Well, guess what? At least one person agrees with you (about everyone else, of course!). His name is Dr. Gerald Crabtree, and he is a researcher at Stanford University who is studying the effects of mutation on the genes that are thought to determine intelligence.
Dr. Crabtree’s paper was published in Trends in Genetics, and asserts that civilization has weakened natural selection toward intelligence. In other words, as humans became more verbal and less reliant on hunting, they had less need for a genetic trait that predisposed them to avoid being eaten by mountain lions.
In addition, Crabtree posits that the genes involved with brain function and intelligence are, sadly, particularly vulnerable to mutation. His calculations demonstrate that most people have at least two genetic mutations that make them less emotionally stable and less intelligent.

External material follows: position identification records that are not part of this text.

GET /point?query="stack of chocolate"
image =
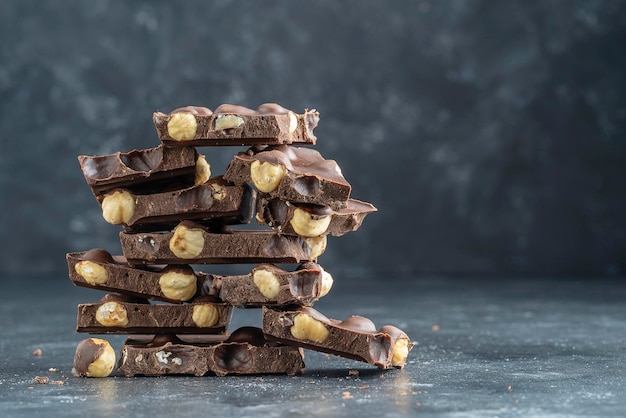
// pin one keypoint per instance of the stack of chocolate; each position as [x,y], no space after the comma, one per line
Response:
[175,215]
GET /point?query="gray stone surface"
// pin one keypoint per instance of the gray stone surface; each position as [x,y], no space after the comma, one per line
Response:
[488,134]
[486,348]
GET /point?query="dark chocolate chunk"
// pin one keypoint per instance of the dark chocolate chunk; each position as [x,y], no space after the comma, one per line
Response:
[244,352]
[355,338]
[94,358]
[235,125]
[215,201]
[119,317]
[294,174]
[191,243]
[139,169]
[311,220]
[97,269]
[268,284]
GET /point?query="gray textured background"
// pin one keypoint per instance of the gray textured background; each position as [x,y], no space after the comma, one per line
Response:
[491,135]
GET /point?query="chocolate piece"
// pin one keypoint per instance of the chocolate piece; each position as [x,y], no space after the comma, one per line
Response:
[136,169]
[355,337]
[94,358]
[301,175]
[235,125]
[279,214]
[216,200]
[204,316]
[268,284]
[97,269]
[190,243]
[244,352]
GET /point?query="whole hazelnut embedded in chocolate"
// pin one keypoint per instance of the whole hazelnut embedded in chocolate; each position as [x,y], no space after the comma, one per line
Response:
[266,176]
[118,207]
[267,283]
[203,170]
[186,242]
[178,283]
[182,126]
[94,358]
[306,327]
[307,224]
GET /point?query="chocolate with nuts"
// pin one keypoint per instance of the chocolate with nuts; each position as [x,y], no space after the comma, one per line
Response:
[294,174]
[216,200]
[235,125]
[97,269]
[311,220]
[356,337]
[94,358]
[139,169]
[244,352]
[115,315]
[268,284]
[191,243]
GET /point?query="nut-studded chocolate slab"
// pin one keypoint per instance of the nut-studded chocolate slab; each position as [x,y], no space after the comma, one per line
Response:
[139,168]
[244,352]
[215,200]
[269,284]
[120,315]
[294,174]
[356,337]
[98,269]
[190,243]
[235,125]
[311,220]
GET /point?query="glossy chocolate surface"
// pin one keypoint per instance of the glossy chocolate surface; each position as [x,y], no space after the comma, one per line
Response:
[218,248]
[139,169]
[269,124]
[244,352]
[278,214]
[302,286]
[355,337]
[310,178]
[146,318]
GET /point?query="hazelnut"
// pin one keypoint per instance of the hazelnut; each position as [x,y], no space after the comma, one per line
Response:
[267,282]
[204,315]
[186,242]
[178,284]
[203,170]
[266,176]
[94,358]
[317,245]
[218,191]
[92,272]
[112,314]
[182,126]
[327,283]
[307,224]
[307,328]
[223,122]
[118,207]
[293,122]
[400,352]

Now, researchers figure that there are somewhere between 2,000 and 5,000 genes that play a role in human brain function, so there’s no cause for huge alarm. But still – it appears that our default state of intelligence will decline over time.

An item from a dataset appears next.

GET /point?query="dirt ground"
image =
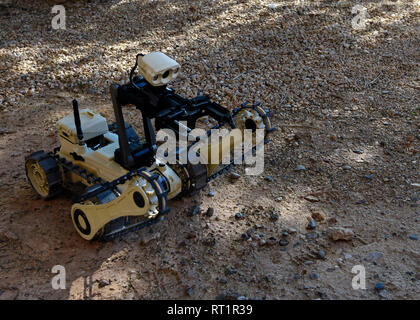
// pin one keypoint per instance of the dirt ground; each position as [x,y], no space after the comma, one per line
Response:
[345,102]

Crabtree concludes that – in spite of the genetic dumbing down of humankind – there’s no reason to resign ourselves to becoming a species full of cavemen. He predicts that emerging and future technology will help us fine-tune our genetic pool. Which would be reassuring if it didn’t sound a tad bit icky. We’ve all seen what happens to cloned sheep and genetically modified chicken.
Plus, it stands to reason that Dr. Crabtree’s own genetic makeup could fall prey to the mutations and stupefication of the human species. So what does that say about the report? All these things remain to be seen.
At any rate, one sure-fire way for mankind to avoid a reversion to single syllables is an education. Service members have an advantage over most other people in that military education benefits can take a lot if not all of the financial pressure off of pursuing higher education. If there’s anyone I’d trust to reverse the dumbing-down trend in the human species, it would be our brothers and sisters in uniform.